Stock No More A Value Buy; Next 2 quarters To Decide Course

 

THE stock of Whirlpool India has emerged as one of the best performing stock in the consumer durables segment for 2009. Against an average gain of 75% of Sensex, the company's stock has more than quadrupled in 2009.


   While Whirlpool is a household brand in India in white goods segment, the company's financial performance always left much to be desired. It finally came out of the woods in FY09 and reported over 50% growth in net profit last year followed by 54% growth during the first of the year.


   In the past five years the revenues experienced a compounded annual growth rate of 17%. However, the company reported net profits only in the last two financial years thanks to improving sales, tight control on costs and rising revenues from after-sales services.
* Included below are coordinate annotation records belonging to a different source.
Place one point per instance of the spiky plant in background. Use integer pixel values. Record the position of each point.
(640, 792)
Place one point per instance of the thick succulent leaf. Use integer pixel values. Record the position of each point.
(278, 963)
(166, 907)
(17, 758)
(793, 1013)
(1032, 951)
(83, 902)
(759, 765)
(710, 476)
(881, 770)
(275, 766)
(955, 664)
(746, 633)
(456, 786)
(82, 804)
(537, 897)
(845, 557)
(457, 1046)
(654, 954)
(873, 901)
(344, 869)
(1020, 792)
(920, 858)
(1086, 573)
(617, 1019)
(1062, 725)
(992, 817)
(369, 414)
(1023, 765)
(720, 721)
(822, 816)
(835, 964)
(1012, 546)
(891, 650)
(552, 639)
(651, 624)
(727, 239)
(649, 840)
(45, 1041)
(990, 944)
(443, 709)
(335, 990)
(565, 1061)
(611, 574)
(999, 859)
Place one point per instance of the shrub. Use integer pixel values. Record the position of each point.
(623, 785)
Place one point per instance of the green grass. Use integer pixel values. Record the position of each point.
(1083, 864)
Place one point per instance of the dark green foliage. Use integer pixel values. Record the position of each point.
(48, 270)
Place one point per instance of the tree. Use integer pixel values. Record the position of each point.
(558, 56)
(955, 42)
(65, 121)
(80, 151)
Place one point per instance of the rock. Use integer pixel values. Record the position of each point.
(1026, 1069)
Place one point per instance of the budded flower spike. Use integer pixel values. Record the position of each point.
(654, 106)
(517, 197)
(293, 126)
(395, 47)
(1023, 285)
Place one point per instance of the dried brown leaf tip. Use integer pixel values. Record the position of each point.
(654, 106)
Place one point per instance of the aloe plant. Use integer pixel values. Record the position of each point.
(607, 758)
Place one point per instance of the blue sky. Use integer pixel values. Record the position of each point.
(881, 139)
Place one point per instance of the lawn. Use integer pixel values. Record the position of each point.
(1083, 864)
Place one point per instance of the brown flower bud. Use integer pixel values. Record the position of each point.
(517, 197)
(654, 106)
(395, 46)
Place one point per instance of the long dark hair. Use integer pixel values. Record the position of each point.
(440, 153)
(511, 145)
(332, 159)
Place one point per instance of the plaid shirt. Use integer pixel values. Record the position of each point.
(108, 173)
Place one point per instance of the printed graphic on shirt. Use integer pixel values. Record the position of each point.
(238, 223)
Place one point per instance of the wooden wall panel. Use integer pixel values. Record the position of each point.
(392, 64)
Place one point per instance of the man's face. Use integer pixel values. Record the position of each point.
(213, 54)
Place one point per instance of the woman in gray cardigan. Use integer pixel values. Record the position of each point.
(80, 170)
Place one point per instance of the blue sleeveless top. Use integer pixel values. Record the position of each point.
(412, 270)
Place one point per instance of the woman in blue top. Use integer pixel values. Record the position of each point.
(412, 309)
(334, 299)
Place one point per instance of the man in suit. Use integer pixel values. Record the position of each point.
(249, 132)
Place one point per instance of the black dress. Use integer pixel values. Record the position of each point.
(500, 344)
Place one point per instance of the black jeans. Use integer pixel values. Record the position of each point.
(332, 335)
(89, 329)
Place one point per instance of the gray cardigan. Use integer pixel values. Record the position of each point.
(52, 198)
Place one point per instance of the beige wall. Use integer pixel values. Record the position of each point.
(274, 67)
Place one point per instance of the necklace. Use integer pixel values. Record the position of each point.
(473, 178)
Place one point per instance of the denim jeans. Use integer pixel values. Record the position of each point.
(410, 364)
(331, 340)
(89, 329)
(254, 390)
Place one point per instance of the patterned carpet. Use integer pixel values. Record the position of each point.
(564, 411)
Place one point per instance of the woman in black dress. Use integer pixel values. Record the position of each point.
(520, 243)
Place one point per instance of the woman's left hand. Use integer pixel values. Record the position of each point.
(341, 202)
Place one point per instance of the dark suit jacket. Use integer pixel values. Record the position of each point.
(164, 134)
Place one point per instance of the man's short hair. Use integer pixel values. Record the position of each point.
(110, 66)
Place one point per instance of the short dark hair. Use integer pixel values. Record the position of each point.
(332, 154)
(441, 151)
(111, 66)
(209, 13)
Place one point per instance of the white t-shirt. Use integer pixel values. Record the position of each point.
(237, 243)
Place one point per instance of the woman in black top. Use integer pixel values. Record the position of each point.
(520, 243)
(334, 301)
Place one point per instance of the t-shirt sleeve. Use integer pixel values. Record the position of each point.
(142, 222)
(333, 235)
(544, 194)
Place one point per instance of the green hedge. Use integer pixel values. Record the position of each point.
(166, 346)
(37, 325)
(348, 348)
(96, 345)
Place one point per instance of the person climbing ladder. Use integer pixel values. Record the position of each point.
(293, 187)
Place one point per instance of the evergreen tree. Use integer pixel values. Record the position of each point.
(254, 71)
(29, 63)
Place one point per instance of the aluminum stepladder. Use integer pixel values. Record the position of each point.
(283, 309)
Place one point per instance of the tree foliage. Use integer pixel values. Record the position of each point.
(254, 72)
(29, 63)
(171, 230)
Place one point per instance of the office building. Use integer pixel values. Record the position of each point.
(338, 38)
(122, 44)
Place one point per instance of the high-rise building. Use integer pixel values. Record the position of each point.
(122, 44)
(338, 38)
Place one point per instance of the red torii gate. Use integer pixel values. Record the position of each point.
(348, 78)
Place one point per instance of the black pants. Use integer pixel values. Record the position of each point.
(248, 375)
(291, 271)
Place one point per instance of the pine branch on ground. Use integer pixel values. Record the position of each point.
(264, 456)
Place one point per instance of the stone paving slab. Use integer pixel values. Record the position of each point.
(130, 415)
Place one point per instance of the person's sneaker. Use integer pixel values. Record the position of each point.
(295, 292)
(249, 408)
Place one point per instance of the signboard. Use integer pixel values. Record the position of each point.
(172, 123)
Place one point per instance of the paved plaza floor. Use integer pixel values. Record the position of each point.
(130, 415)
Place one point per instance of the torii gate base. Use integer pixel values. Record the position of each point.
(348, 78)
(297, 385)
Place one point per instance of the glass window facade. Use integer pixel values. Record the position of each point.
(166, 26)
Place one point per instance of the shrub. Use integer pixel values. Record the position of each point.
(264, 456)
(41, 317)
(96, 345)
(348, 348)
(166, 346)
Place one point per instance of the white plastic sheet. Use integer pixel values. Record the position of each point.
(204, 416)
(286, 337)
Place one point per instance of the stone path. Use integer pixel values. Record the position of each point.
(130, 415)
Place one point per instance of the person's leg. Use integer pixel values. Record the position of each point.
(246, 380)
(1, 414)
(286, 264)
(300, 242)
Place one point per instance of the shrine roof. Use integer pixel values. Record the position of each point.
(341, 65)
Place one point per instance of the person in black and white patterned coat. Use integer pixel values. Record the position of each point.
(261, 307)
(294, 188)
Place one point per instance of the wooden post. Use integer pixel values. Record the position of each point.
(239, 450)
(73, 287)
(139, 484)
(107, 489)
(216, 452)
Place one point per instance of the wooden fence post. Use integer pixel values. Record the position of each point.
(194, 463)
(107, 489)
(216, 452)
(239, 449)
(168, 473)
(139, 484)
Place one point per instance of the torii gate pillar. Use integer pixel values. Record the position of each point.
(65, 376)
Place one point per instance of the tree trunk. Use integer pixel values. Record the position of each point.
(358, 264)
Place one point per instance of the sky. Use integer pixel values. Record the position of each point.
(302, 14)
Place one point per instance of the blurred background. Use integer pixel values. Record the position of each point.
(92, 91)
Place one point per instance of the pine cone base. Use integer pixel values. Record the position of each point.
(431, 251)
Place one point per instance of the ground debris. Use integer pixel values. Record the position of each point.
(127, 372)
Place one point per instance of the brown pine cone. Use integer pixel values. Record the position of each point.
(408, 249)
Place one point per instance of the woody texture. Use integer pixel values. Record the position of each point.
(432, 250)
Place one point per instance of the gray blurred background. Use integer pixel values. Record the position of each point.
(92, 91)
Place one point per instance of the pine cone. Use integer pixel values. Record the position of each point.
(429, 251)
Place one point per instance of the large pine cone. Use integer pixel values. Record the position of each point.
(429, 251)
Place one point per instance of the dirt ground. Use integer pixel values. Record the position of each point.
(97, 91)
A declining debt burden and improvement in cash flows further added to its profitability.


   Whirlpool India manufactures and sells a number of consumer durables through three production units situated. The company has also set up its Global Product Development Centres in India, which develops product design for the Whirlpool global. The company claims to control nearly a quarter of the Indian consumer durables market.


   Due to the economic slowdown in the aftermath of global financial crisis, the company company's revenues as well as profitability were hit during the second and third quarters of FY09. However, this low base effect turned positive for the company in the past quarter as its revenue expanded 39% while net profit rocketed by a whopping 1333% during the September 2009 quarter. In the latest quarter, the largest chunk of the company's revenue has come from the sale of microwave ovens followed by that from air conditioners, washing machines and refrigerators.


   Over the next three years, Whirlpool India plans to invest approximately Rs 300 crore in capacity expansion, new product launches and branding and market development. Having consolidated its market position in urban India, the company is now planning a big push in the small towns and rural India by launching new products and renewing old product lines. The company also plans to raise prices across product categories by 2% due to rise in input costs.


   With the latest run in the price, the stock is trading near its 15-year high. The P/E ratio is near 18, a bit higher than its average in 2008-2009 and it's no more a value buy. Its future trajectory will depend on its growth plans in next two quarters besides the impact of the rising metal prices on its margins.